Bank holiday weekends are always the perfect time to leave london and have a day out. We hopped on a train to Cambridge 45mins from Kings Cross we had arrived in the beautiful city of Cambridge.
Kettle's Yard was our first destination after a hearty lunch. I've seen so many images of Kettle's Yard and had never been before so when we arrived we certainly were not disappointed. http://www.kettlesyard.co.uk
Having walked down a narrow walkway you are confronted with St Peter's church on the right and the gallery on the left. The house is straight in front and a small queue of people waiting outside as there is a limitation on how many visitors are allowed in at any one time.

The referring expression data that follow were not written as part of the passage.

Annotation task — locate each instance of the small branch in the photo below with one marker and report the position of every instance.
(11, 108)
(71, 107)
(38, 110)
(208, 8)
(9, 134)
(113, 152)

You enter the house through an old wooden door and the staircase is immediately on your left this space then opens out into a perfectly formed reading room and dining area, nestled in the corner with a small bedroom and bathroom at the end of the house.
The placement of objects, prints, paintings, flowers and furniture is very much how the house was when Jim and Helen Ede had lived there.
Jim was a curator at Tate in the 1920's and the house is filled with artists works he collected such as Ben Nicholson, Henry Moore, Miro, and Lucie Rie.
It was also refreshing to be encouraged to sit down on the many chairs scattered throughout the house. As the rooms were meant to be seen from a sitting position.
As you climb the stairs to the first floor again you are presented with a lounge area with a piano and seating space next to a large window and a huge painting hanging on the wall at an angle that follows the line of the wall itself.
There's an abundance of plants and greenery dedicated areas floodlit with natural sunlight where the plants are clustered together. The entire space has an instantly welcoming feel to it.
Despite the fact it is a gallery that happens to be within a domestic setting. It feels as though Jim and Helen have just momentarily popped out.
As you walk down some steps there is the most unexpected transformation to the space. In 1970 the extension to this house was completed. Architecturally it is reminiscent of it's time, the space is light and airy, cleverly divided revealing different views as you walk though the rooms. Minimal in it's construction with clean linear structures creating and dividing the space.
Kettles Yard is shortly going to be closed from the 22nd June 2015 for two years due to redevelopment work to open a cafe, and education centre and expand the gallery area.
I will definitely pay another visit upon it reopening in 2017.